The reason for that concentration was, and is, that if an accident and emergency centre is to be able to provide expert medical and surgical attention at any hour of the day or night on any day of the year it must be served by a substantial team of doctors, including several consultants as well as doctors of intermediate and junior rank. My hon. Friend referred to the fact that the population of the catchment area of the Loughborough Hospital was in the neigh- bourhood of 100,000. That is not my information. The population of the town is about 40,000, and that of the surrounding area about 75,000, which is substantially lower than the 150,000 specified under the Platt Sub-Committee recommendations. At a time when the resources, particularly medical manpower, available for the National Health Service are fully stretched, we could not provide a team with all the facilities that I have mentioned which are normally provided for a population of 150,000 for the lower figure of the Loughborough catchment area.
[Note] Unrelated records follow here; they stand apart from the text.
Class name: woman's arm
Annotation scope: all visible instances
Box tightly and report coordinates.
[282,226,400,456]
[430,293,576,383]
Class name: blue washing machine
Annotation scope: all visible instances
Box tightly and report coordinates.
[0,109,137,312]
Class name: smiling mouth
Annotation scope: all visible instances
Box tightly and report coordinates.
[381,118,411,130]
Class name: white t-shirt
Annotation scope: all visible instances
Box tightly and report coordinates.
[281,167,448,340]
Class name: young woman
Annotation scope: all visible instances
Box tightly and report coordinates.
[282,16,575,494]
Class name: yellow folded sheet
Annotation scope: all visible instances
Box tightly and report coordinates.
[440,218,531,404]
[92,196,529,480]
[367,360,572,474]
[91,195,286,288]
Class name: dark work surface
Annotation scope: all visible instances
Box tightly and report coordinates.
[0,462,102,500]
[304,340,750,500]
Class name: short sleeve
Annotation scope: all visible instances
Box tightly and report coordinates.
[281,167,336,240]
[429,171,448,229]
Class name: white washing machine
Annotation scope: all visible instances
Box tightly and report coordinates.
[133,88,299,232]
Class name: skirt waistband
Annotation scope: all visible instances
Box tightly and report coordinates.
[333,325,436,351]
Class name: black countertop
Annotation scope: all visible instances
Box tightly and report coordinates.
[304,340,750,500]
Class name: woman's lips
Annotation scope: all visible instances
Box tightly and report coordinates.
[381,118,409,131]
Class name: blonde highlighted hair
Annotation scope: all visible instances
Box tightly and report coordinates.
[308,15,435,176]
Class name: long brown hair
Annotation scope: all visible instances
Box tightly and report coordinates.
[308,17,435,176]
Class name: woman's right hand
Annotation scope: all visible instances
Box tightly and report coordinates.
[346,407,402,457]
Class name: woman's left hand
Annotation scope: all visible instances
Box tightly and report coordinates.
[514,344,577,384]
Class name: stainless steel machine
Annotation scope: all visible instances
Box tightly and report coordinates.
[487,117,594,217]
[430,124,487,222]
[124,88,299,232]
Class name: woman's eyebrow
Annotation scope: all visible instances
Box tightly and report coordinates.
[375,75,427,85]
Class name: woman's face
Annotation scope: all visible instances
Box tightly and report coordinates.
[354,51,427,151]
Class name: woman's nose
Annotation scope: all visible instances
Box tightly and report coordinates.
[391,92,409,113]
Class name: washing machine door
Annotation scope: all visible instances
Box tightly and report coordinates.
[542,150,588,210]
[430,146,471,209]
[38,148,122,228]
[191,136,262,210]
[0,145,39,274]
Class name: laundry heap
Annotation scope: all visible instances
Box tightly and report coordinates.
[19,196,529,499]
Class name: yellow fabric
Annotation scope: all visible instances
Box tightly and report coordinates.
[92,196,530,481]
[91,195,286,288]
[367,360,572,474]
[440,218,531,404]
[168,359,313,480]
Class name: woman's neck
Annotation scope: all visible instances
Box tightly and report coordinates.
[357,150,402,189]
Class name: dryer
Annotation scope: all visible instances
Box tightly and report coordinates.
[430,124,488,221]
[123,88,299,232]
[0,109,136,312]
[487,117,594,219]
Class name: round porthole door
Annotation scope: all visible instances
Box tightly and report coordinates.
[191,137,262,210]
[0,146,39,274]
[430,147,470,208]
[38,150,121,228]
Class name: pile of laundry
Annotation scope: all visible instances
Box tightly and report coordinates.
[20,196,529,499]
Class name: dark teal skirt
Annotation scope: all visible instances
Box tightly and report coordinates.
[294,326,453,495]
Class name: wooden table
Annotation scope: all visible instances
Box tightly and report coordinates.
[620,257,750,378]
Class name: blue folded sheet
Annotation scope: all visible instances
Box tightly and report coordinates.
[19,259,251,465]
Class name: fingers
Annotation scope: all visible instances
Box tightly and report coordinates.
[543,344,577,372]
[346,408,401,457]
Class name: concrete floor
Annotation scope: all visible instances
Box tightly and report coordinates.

It is difficult when people are opposed to the district general hospital principle to persuade them to surrender their loyalties and their attitudes to their local hospital which is held in great affection. I understand that, and therefore I think that my hon. Friend who is himself a surgeon must understand that, and I hope that he will be able to explain it to his constituents. It is natural that in a case like that of Nigel Haywood there is a feeling that it would be better to deal with emergency cases locally, but I assure my hon. Friend that that feeling is mistaken. The expert Platt sub-Committee was unanimous in its view that the best service could only be provided by concentrating specialist staff at large accident and emergency centres.

Mr. Cronin

My hon. Friend is answering a point which I have not raised. I am not contesting that major emergencies should be taken to a proper centre. What I am insisting on on behalf of my constituents is that there should be a proper service for minor casualties and also serious injuries or illness.

Mr. Snow

I understand that. I was addressing myself to the major principle when I said that the Platt Sub-Committee had been slightly misrepresented in the Report of the Committee of Inquiry in that the Platt Sub-Committee provided for hospitals taking in minor—and I stress minor injuries. It ought to be possible to provide such a system if there is good will on both sides, between lay and medical. My hon. Friend has a great part to play in achieving that local good will.

I do not see why, in the review being conducted by the regional hospital board under the direction of my right hon. Friend, we cannot provide some sort of organisation which will give a minimal service within the competence and resources of the National Health Service, apart from the general intention to have a proper scheme for major cases on the basis of the properly organised but reduced number of centres to which I have referred.

Question put and agreed to.

Adjourned accordingly at sixteen minutes to Eleven o'clock.